Week of Dec. 4 to Dec. 10 (Mann)

What's on at the Tropic
by Phil Mann

"How are you?" It's a tic. It's what we say when we meet. And the answer, unless you want to get into a long discussion is "fine." Well, everybody's not fine in EVERYBODY'S FINE, except the actors, that is. Robert DiNiro, as an aging widower who has lost touch with his grown children, and Drew Barrymore, Kate Beckinsale and Sam Rockwell, as three of the children, are fine, DiNiro especially, who got the Best Actor Award at the recent Hollywood Film Awards. When Frank (the DiNiro character) can't get his kids to come to a reunion, he goes to visit them, one by one.
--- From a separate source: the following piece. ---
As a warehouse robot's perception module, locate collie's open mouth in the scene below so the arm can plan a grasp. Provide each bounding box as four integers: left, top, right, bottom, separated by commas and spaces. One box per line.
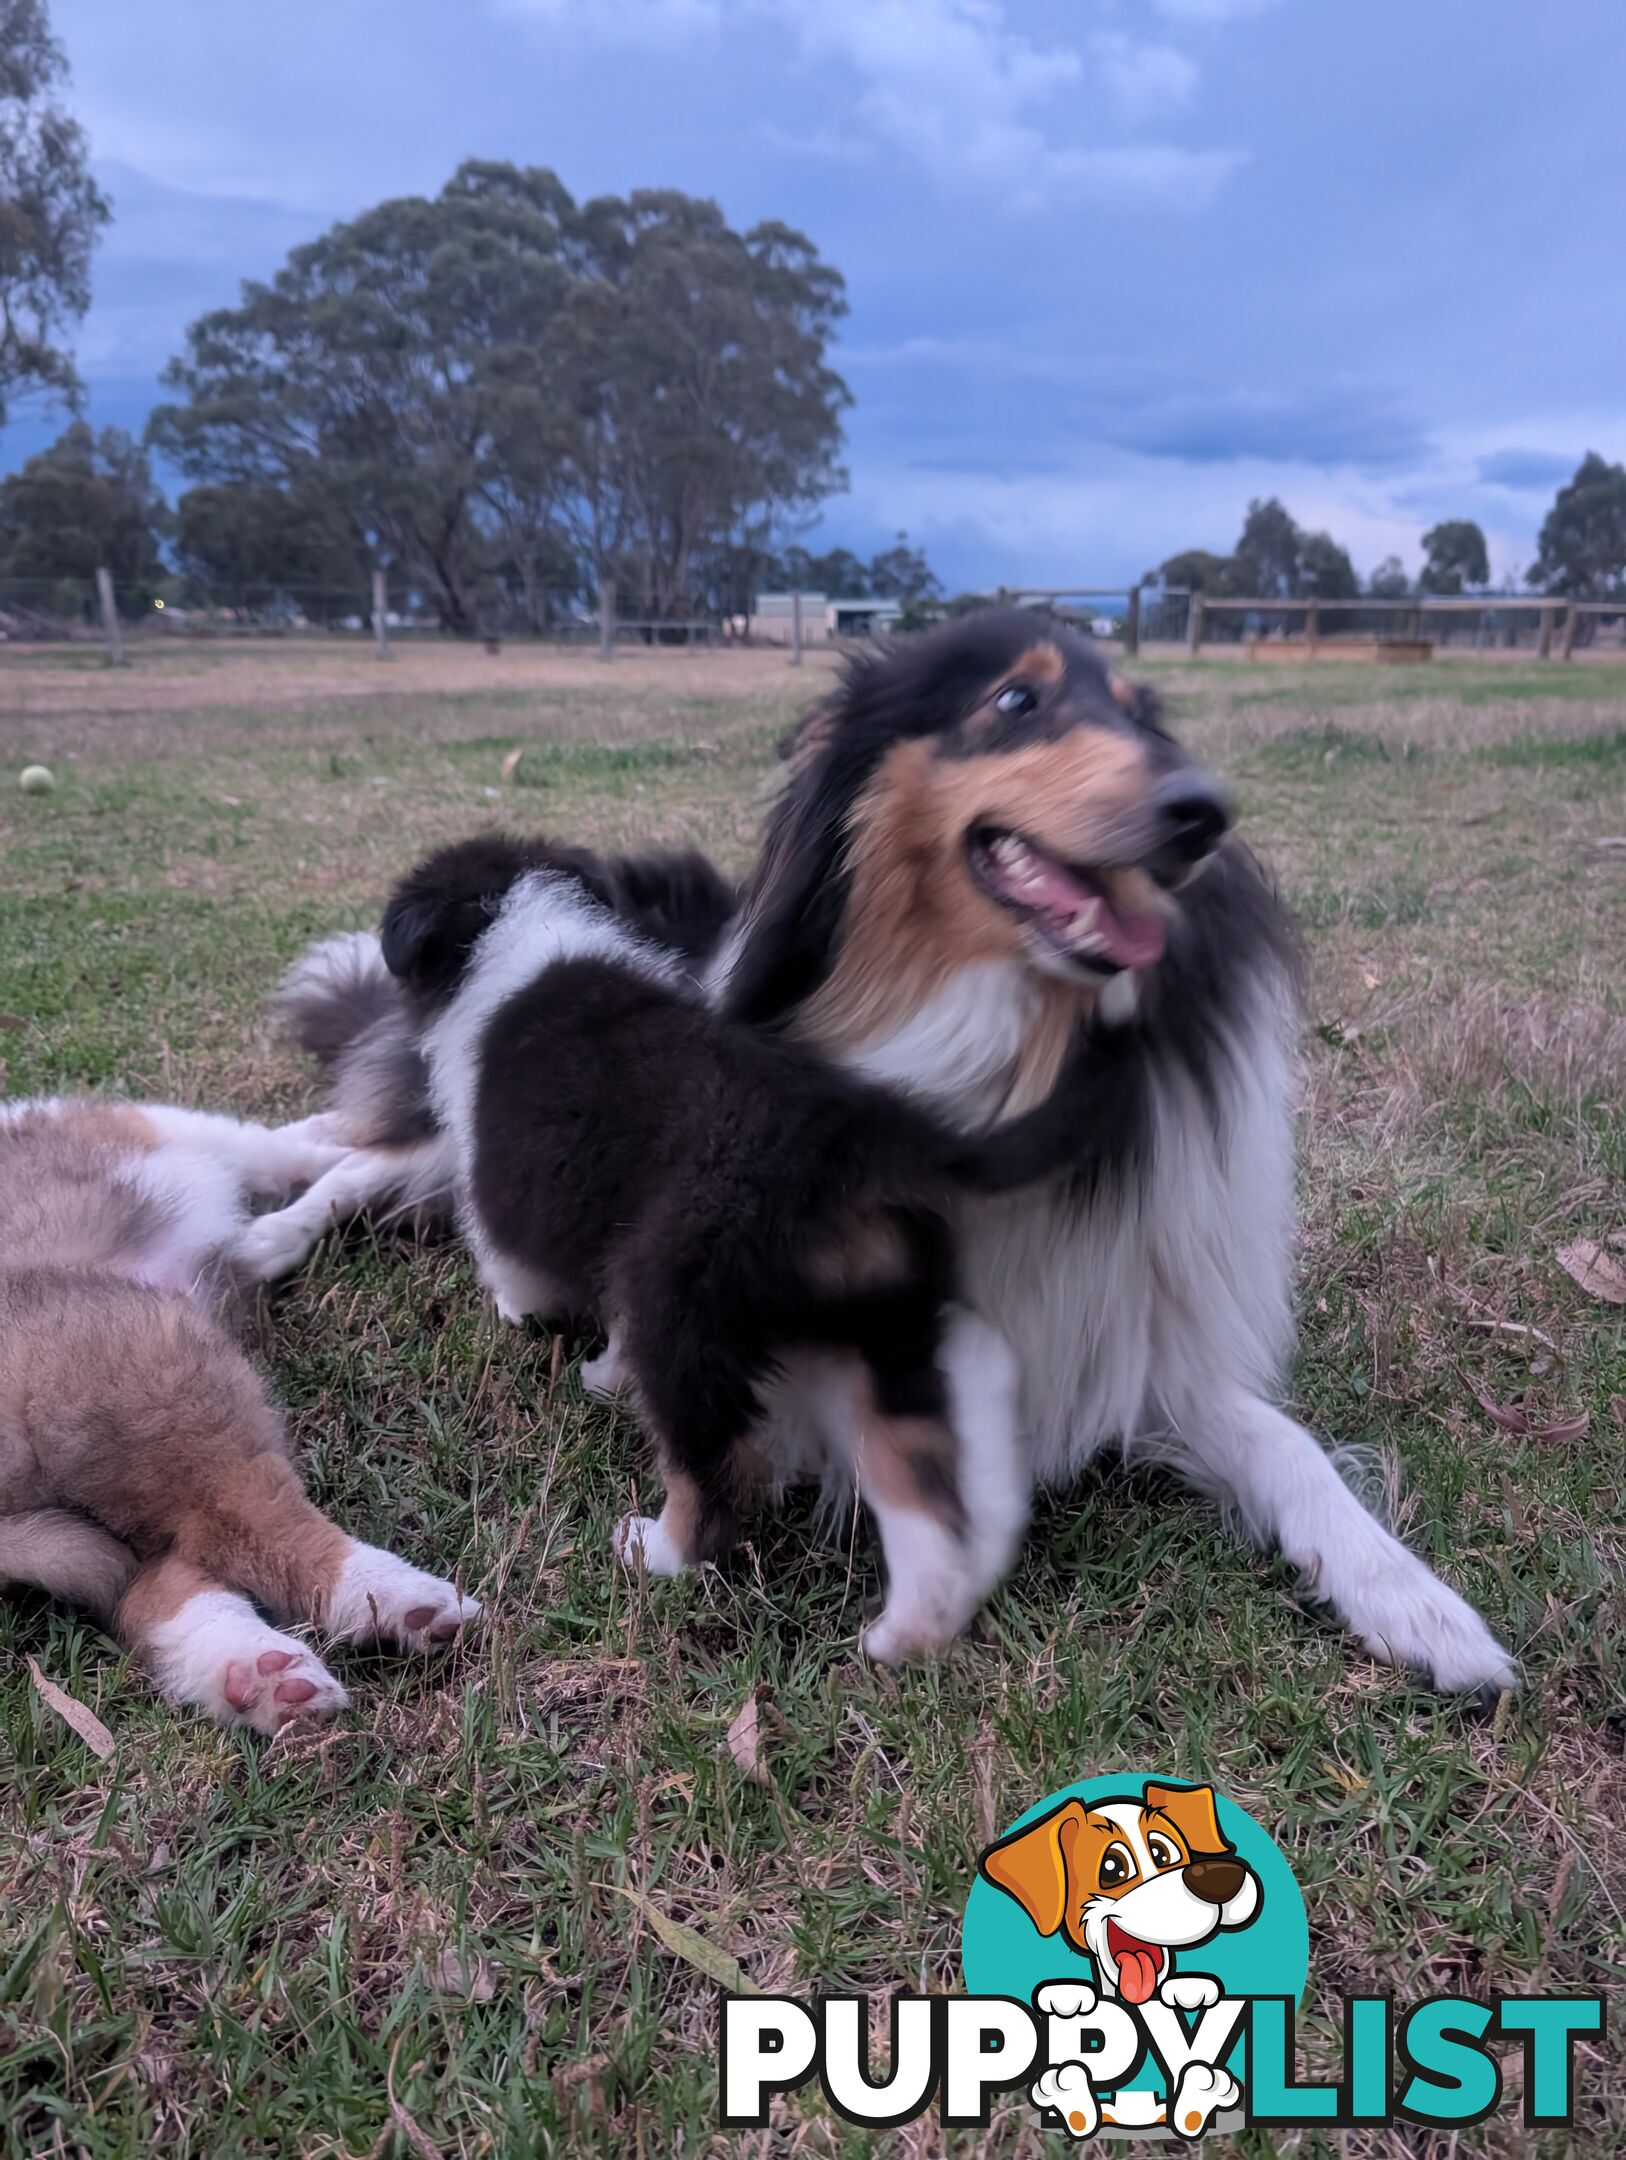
1105, 1919, 1169, 2005
968, 826, 1167, 973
Hardly anything is as he hoped and expected, but life's challenge is how you handle bad news, and that's what the movie is about. Accepting the pleasure of good news is easy, and does not make a movie. Written and directed by Kirk Jones (Waking Ned Devine, Nanny McPhee) Everybody's Fine is "a terrific choice for those who want something more in-depth from their Xmas viewing than tinsel and tired sentimentality," says the Hollywood Reporter.
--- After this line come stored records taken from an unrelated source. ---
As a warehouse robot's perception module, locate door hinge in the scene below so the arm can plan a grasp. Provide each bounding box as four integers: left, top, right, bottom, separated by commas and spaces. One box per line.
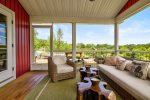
12, 67, 14, 71
12, 20, 13, 24
12, 44, 14, 47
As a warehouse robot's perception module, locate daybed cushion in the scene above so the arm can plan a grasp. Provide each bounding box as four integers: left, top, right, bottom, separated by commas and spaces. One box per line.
57, 64, 73, 73
97, 64, 150, 100
52, 55, 67, 65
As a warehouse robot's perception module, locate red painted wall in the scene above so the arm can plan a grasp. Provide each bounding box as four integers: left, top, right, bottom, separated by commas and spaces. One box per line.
0, 0, 30, 77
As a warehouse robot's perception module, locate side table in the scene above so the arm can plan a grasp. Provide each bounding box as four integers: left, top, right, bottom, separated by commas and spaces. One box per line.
77, 77, 116, 100
79, 67, 98, 81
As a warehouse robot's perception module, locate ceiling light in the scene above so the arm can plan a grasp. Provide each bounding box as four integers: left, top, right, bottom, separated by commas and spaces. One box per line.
89, 0, 95, 2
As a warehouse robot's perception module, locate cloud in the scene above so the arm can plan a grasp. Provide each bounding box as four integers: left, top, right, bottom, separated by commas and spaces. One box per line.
36, 28, 50, 40
119, 20, 150, 45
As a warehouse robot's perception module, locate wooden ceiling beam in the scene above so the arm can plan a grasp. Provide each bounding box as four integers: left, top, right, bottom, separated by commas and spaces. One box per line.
117, 0, 139, 16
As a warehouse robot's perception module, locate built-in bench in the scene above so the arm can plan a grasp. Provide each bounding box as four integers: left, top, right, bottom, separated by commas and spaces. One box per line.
97, 64, 150, 100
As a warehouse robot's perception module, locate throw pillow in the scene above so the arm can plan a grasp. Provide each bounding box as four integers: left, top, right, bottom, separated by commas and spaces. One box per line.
116, 56, 126, 61
97, 59, 104, 64
130, 61, 150, 80
94, 57, 104, 64
104, 56, 118, 66
116, 59, 127, 71
125, 60, 133, 71
148, 66, 150, 79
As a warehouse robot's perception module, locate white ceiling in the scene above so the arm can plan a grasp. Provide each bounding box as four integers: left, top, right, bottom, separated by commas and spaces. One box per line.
19, 0, 127, 17
18, 0, 150, 23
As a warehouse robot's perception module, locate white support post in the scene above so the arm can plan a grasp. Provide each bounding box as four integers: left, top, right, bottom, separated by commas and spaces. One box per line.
72, 23, 76, 62
114, 22, 119, 55
50, 23, 53, 56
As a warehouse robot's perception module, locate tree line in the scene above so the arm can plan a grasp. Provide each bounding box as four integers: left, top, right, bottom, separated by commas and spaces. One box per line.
34, 28, 150, 61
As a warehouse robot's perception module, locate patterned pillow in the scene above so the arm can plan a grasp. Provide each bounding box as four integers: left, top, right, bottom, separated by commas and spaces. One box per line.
116, 59, 127, 71
130, 61, 150, 80
125, 60, 133, 71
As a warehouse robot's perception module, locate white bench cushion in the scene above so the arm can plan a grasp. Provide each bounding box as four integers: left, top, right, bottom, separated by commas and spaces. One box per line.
57, 64, 73, 73
97, 64, 150, 100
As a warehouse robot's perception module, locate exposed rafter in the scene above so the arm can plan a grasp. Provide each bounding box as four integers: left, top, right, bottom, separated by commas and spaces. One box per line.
116, 0, 150, 23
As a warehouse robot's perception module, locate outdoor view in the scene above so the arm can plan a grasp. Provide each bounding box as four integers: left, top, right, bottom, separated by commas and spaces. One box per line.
34, 27, 50, 63
53, 24, 72, 51
33, 7, 150, 64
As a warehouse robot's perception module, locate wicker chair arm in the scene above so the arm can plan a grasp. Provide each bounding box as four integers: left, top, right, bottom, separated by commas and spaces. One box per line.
67, 60, 75, 67
67, 60, 76, 72
48, 57, 57, 74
If you are really aching to get beyond, beyond everything you could imagine, maybe Lars von Trier's ANTICHRIST is the movie for you. Talk about controversial! Either the movie "has the power to haunt beyond words.... a piece of staggeringly pure cinema" (Ty Burr, Boston Globe) or it's "a joke, a toxic cocktail of banal psychobabble, laughably arty slo-mo flourishes and unmotivated sexual violence" (Joshua Rothkopf, Time Out New York). But no one can deny the brilliance and beauty of its images, and the power of Charlotte Gainsbourg and Willem DaFoe, its only two actors. Guess you'll have to see for yourself.

A SERIOUS MAN and PIRATE RADIO are held over. You definitely shouldn't miss the former, which is already generating award talk.
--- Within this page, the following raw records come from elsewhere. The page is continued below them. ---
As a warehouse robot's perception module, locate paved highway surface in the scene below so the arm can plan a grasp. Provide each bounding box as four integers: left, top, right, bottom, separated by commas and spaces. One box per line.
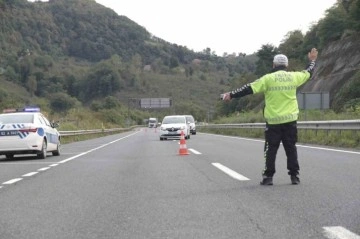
0, 128, 359, 239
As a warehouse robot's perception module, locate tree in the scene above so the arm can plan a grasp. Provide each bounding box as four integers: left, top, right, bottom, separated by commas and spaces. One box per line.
80, 64, 123, 101
278, 30, 304, 60
0, 0, 27, 8
169, 56, 179, 68
26, 75, 37, 97
103, 96, 120, 109
255, 44, 279, 76
49, 92, 78, 114
302, 24, 321, 56
317, 4, 348, 47
34, 55, 53, 70
346, 0, 360, 31
4, 66, 17, 82
19, 57, 32, 84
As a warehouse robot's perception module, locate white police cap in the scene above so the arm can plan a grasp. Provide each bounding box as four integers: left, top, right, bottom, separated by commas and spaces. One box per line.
273, 54, 288, 66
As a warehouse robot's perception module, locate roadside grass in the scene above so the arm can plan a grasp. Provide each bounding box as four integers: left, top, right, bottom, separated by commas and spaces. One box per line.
202, 109, 360, 149
55, 108, 359, 149
199, 128, 360, 149
53, 108, 136, 144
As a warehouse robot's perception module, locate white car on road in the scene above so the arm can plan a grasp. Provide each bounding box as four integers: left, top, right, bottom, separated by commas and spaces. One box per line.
159, 115, 190, 140
184, 115, 196, 135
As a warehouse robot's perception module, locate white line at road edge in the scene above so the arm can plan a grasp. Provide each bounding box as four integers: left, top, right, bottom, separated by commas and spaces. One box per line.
58, 131, 140, 164
323, 226, 360, 239
38, 167, 50, 171
202, 133, 360, 155
0, 132, 140, 188
23, 172, 39, 177
212, 163, 250, 181
3, 178, 23, 185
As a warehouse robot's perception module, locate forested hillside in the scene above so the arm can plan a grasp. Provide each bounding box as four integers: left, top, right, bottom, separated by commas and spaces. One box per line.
0, 0, 359, 126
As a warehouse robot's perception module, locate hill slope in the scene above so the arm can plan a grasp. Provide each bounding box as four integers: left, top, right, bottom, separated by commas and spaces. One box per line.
0, 0, 359, 121
301, 32, 360, 111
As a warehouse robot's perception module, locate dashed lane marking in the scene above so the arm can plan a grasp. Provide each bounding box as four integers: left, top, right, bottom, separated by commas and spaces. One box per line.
23, 172, 39, 177
189, 148, 202, 154
0, 162, 58, 165
38, 167, 50, 171
58, 131, 139, 164
323, 226, 360, 239
0, 131, 140, 188
3, 178, 23, 185
212, 162, 250, 181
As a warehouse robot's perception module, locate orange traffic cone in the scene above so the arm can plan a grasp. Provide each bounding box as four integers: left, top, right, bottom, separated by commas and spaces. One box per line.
178, 131, 189, 155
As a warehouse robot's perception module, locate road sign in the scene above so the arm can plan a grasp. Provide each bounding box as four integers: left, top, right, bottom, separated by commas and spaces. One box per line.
297, 92, 329, 110
140, 98, 172, 108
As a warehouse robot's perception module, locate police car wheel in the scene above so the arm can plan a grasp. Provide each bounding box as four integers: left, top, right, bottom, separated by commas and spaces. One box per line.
37, 140, 47, 159
52, 142, 60, 156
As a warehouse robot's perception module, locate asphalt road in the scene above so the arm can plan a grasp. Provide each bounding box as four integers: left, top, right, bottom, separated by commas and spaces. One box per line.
0, 128, 359, 239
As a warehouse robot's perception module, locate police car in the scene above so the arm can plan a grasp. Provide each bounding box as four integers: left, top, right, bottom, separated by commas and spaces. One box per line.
0, 107, 61, 159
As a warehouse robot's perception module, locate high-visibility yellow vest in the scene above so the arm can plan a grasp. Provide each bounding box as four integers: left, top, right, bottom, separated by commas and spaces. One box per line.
250, 70, 311, 124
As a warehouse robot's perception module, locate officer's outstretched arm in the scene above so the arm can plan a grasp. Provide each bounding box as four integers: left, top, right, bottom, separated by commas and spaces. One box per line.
221, 83, 254, 101
305, 48, 318, 76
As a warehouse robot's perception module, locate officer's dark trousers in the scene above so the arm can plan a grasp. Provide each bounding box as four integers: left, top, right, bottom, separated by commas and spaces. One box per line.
263, 121, 299, 177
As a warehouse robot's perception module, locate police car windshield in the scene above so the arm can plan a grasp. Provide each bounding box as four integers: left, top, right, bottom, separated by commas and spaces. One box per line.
0, 114, 34, 124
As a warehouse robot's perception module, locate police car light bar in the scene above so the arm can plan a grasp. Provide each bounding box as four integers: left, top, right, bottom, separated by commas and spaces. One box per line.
2, 107, 41, 113
23, 107, 40, 112
2, 108, 17, 113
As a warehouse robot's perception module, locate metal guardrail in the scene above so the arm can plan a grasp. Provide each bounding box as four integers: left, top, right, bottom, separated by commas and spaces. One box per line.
59, 126, 137, 136
58, 120, 360, 137
196, 120, 360, 131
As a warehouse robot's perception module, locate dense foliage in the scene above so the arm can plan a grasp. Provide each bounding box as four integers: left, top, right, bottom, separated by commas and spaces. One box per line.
0, 0, 359, 127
The biggest news this week is on the culture front, with two shows from the Tropic's Opera and Ballet in high def series. On Sunday at 1:00pm, the Tropic presents the NUTCRACKER, in this case the classic ballet performed at the Mariinsky Theater in St. Petersburg, Russia, the place where it premiered in 1892. This show will repeat each Sunday throughout the month. Of course, we in Key West have our own version of the Nutcracker, created by Joyce Stahl's Paradise Ballet, but that's not being performed this year. Bring the kids to see the classic, and get ready for the hoped-for return of the Paradise Ballet next year.

Then, ta da, on Monday, the opening night of Milan's La Scala opera season comes to the Tropic live via a newly installed satellite dish. Since this is a live broadcast from Italy, the preshow will begin at 11:30am with the actual performance at noon. If you're a European opera fan, this will be like attending the Oscar ceremonies, with glittering celebs. The opera is CARMEN, conducted by Daniel Barenboim, with an international cast including the young Georgian mezzo-soprano Anita Rachvelishvili as Carmen. If you can't make the live matinee, there will be an encore Monday evening at 7:30pm, but the buzz is for the original live performance. This is the first of six live operas from La Scala and the Gran Teatre del Liceu in Barcelona coming over the course of the 2009-2010 season.

Another live performance... in this case live In Person, will be the Swami Beyondananda comedy show, WAKE UP LAUGHING, on Saturday night. This is a fund raiser sponsored by Keys to Peace. What's that? Check www.KeysToPeace.org. Tickets are available at the Tropic box office or website.